Seperti pagi ini, meski kepalanya masih begitu berat karena kantuk dan lelah, ia mampu terbangun dan kembali beraktifitas. Di saat teduh, ia memang selalu melakukan itu. Berdoa di sudut   tempat tidurnya, dengan alkitab dan salib rosario di ujung genggamanya. Hatinya sepenuh ikhlas berdoa untuk keselamatan anak-anak dan wanita Palestina serta perdamaian tanah Gaza. Ia yakin, jika doanya akan terkabul disuatu saat. Setidaknya rasa damai dan tenang yang senantiasa ia dapati manakala ia selesai berdoa. Ia merasa kalau Tuhan berkenan dengan doanya dan itu pertanda jika doanya kelak akan terkabul.
“Assholaatu khairumminannaum... Assholaatu khairumminannaum...”
Jeanette terpaling sejenak dari kekhusyukannya berdoa. Suara yang mengalun dari surau terdekat itu selalu saja menyahuti akhir doa yang ia panjatkan. Lafadz itu seolah menjadi penanda akan hadirnya damai dan tenang dalam hatinya. Ia tahu itu ajakan sholat bagi muslim, bukan untuknya! Akan tetapi, selalu saja rasa damai dan tenangnya hadir setiap kalimat itu berkumandang. Ia tak pernah merasa kalau  gema adzan seperti itu yang membuat hatinya teduh, ia hanya merasa kalau doanyalah yang membuatnya tenang di fajar yang memerah itu.
“Bapa kami yang ada syurga, hanya padamu aku yakin, dan hanya padamu aku bermohon, kalau kelak kedamaian dan kebahagiaan dapat engkau hadirkan bagi kami, aku dan anak-anak Palestina itu... “ Jeanette mengakhiri doanya. Setelah menandakan salib di wajah dan hatinya, iapun bergegas keluar. Menghirup udara pagi yang masih menyisahkan sejuk dan segar sesaat. Jika menjelang siang, semuanya itu akan hilang. Berganti deru tank-tank Israel yang berpatroli dan mengawasi aktifitas kemanusiaan mereka.
Pagi makin menjelang. Mentari mulai bersinar dengan terang. Hari ini, Jeanette akan melanjutkan kegiatannya yang telah di deadline oleh WHO dan UNICEF untuk segera selesai. Mencatat dan menginventarisir data kesehatan ibu dan anak-anak Palestina yang menjadi korban agresi Israel sebulan lalu. Dan juga mendata pusat-pusat budaya Palestina yang masih memungkinkan untuk di lindungi bagi peradaban Palestina kelak. 

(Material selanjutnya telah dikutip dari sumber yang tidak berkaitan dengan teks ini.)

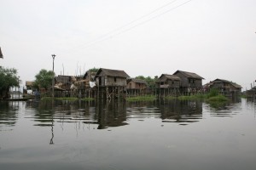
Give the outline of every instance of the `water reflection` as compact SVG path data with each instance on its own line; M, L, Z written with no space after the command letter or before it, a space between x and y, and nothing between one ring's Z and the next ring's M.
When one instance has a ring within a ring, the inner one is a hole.
M180 125L199 122L202 118L202 102L189 100L164 100L158 103L163 122Z
M19 102L0 101L0 128L15 126L18 120Z
M241 99L233 98L229 102L222 105L207 105L205 109L207 112L210 113L211 116L231 117L241 110Z

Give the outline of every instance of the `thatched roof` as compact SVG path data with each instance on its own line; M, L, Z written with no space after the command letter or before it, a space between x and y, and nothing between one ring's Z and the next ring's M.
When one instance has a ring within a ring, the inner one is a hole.
M130 76L127 75L126 72L125 72L124 71L110 70L110 69L103 69L103 68L99 69L99 71L96 75L96 77L99 76L99 75L102 72L103 73L104 76L117 76L117 77L124 77L124 78L130 77Z
M230 83L236 88L242 88L242 87L240 86L239 84L236 84L236 82L232 82L230 81L224 80L224 79L217 78L217 79L213 80L212 82L213 82L213 83L220 83L220 82Z
M62 83L76 81L76 78L73 76L63 76L63 75L58 75L57 76L55 77L55 79L57 82L62 82Z
M34 82L32 81L26 81L26 86L32 86Z
M176 75L177 72L180 72L181 74L183 74L184 76L186 76L188 78L204 79L203 77L201 77L201 76L199 76L194 72L188 72L188 71L177 71L175 73L173 73L173 75Z
M176 75L168 75L168 74L162 74L159 79L156 81L156 82L166 82L166 80L172 80L172 81L180 81L180 77L178 77Z
M140 84L147 84L147 82L144 80L141 80L141 79L137 79L137 78L131 78L128 80L127 82L130 82L131 81L136 82L136 83L140 83Z

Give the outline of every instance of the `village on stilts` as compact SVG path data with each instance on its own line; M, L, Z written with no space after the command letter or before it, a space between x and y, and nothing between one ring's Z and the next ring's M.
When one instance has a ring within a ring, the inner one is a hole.
M231 81L217 78L202 85L204 78L194 72L177 70L172 75L162 74L155 76L148 84L145 78L131 78L121 70L94 69L84 75L74 76L58 75L54 78L54 86L49 90L44 88L35 89L33 82L26 81L26 92L38 91L41 95L51 96L54 88L55 97L73 98L129 98L136 96L154 95L156 98L167 96L193 95L205 94L211 89L218 89L226 97L236 97L241 94L241 86Z

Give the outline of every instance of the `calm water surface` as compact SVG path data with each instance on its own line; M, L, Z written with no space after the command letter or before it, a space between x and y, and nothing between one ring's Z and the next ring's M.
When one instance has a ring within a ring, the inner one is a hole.
M256 169L256 105L0 102L0 169Z

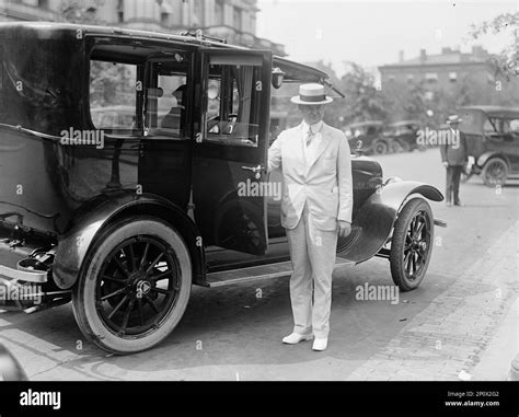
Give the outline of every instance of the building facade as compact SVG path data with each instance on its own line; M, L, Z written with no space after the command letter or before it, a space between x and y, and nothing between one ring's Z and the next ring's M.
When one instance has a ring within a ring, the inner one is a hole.
M257 0L0 0L0 21L92 22L117 27L205 35L285 56L256 36Z
M441 54L427 55L425 49L414 59L404 59L400 53L399 62L379 67L382 89L403 83L425 82L427 90L453 90L458 83L469 79L475 83L494 82L492 56L481 46L474 46L470 54L442 48Z

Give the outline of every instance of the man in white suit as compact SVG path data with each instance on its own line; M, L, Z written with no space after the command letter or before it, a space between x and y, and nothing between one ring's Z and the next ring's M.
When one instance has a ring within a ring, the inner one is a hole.
M281 224L293 269L295 327L282 341L293 345L315 337L313 350L327 347L337 234L351 232L348 141L323 123L324 106L332 101L321 84L300 85L291 102L299 105L303 121L282 131L268 150L268 170L282 173Z

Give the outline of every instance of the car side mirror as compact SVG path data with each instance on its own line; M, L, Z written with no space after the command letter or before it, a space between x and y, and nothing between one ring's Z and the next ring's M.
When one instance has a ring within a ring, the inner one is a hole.
M25 371L12 354L0 344L0 381L28 381Z

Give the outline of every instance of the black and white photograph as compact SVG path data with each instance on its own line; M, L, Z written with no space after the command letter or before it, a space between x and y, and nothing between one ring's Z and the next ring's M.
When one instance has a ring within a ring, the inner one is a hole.
M518 50L507 0L0 0L0 397L509 405L470 386L519 381Z

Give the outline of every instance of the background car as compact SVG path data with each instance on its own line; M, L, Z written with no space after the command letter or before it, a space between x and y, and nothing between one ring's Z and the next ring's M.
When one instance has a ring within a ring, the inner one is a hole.
M403 152L410 152L415 149L425 150L425 147L416 141L417 132L422 128L423 124L419 120L400 120L388 125L383 135L396 142Z
M364 154L384 154L395 150L395 142L383 131L384 123L381 120L353 123L344 130L351 151Z
M519 107L465 106L458 114L473 160L464 179L480 175L494 187L519 178Z

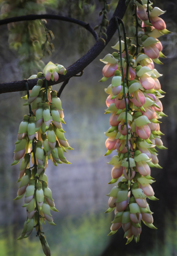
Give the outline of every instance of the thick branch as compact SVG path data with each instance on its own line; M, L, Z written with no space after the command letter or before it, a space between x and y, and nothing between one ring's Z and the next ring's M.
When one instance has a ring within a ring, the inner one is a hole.
M110 41L117 30L114 17L117 16L122 19L125 12L126 8L125 0L119 0L117 6L108 27L106 33L108 38L106 40L106 45ZM67 73L65 76L63 75L60 76L57 82L52 82L50 80L48 83L49 85L52 85L63 82L81 72L101 52L105 47L105 46L100 41L96 42L87 53L67 68ZM30 90L31 90L36 84L37 80L37 79L28 80ZM25 90L26 86L24 80L0 84L0 94L25 91Z
M90 32L96 40L98 38L97 33L93 30L92 28L90 26L89 23L70 18L69 17L65 17L61 15L57 15L56 14L30 14L30 15L25 15L24 16L18 16L17 17L12 17L0 20L0 25L4 24L7 24L11 22L17 22L19 21L24 21L25 20L34 20L35 19L57 19L58 20L63 20L63 21L68 21L76 24L78 24L82 26L88 31Z
M60 95L61 94L61 93L63 91L63 89L65 88L65 86L68 83L69 79L70 79L69 78L68 78L68 79L66 79L66 80L65 80L65 81L64 81L63 82L63 83L62 85L61 85L61 87L60 88L59 91L57 93L57 96L58 98L60 97Z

Excusme, Has Mr. Gupte stay in there ?” tanya Jeanette malu-malu pada lelaki yang terlihat sibuk dengan instalasi gedung yang masih saja rusak itu.
I’m not sure, tapi saya rasa jam segini dia sudah ada di dalam,” jawab pemuda berbaju kotak-kotak itu kalem. Karena sikapnya yang kalem itulah yang membuat Jeanette selalu mencari cara untuk bisa terus datang ke gedung yang separuh bagiannya ambruk terkena serangan bom Israel itu.
Thanks,” ucap Jeanette ringan, “Oh ya, apa siang ini anda ada waktu?”
Syahid Salman berfikir sejenak, “waktu? Untuk apa ya?”
“Instalasi di bangunan perawatan pasien agak sedikit error, mungkin ada beberapa kabel yang harus dibenahi. Kami sangat menghargai bantuan anda, jika berkenan memperbaiki jaringan tersebut,” Jeanette menemukan alasan bagus untuk bisa bertemu lebih intens.
“Oke, tidak masalah. Insya Allah, siang nanti aku ke bangunan kalian,” ucap Syahid Salman apa adanya. Sesaat tersenyum, kemudian sibuk kembali dengan pekerjaannya. Sementara Jeanette hanya mampu menahan girang dihatinya dengan senyum simpul di ujung bibirnya. Pesona pemuda Indonesia ini memang menggoyahkan pertahanan hatinya untuk tidak terjebak dalam indahnya dunia. Keyakinannya untuk berpasrah diri pada jalan Tuhan, mulai dipertaruhkan dengan binar-binar cinta yang kini mulai berpendar di hatinya.
Thanks, Syahid...”
“Your Wellcome...”
Pagi yang indah. Setidaknya ini yang tengah dirasakan oleh Jeanette. Tidak heran kalau di pagi itu, ia terlihat begitu semangat. Tidak hanya mendata apa yang menjadi tugasnya, akan tetapi juga membantu para medis menangani para korban perang. Senyumnya juga melebar hampir kepada semua orang. Termasuk pada Sayyida, perempuan paruh baya yang baru saja kehilangan dua anak laki-lakinya itu. Membuat keduanya membangun percakapan yang agak panjang dari biasanya.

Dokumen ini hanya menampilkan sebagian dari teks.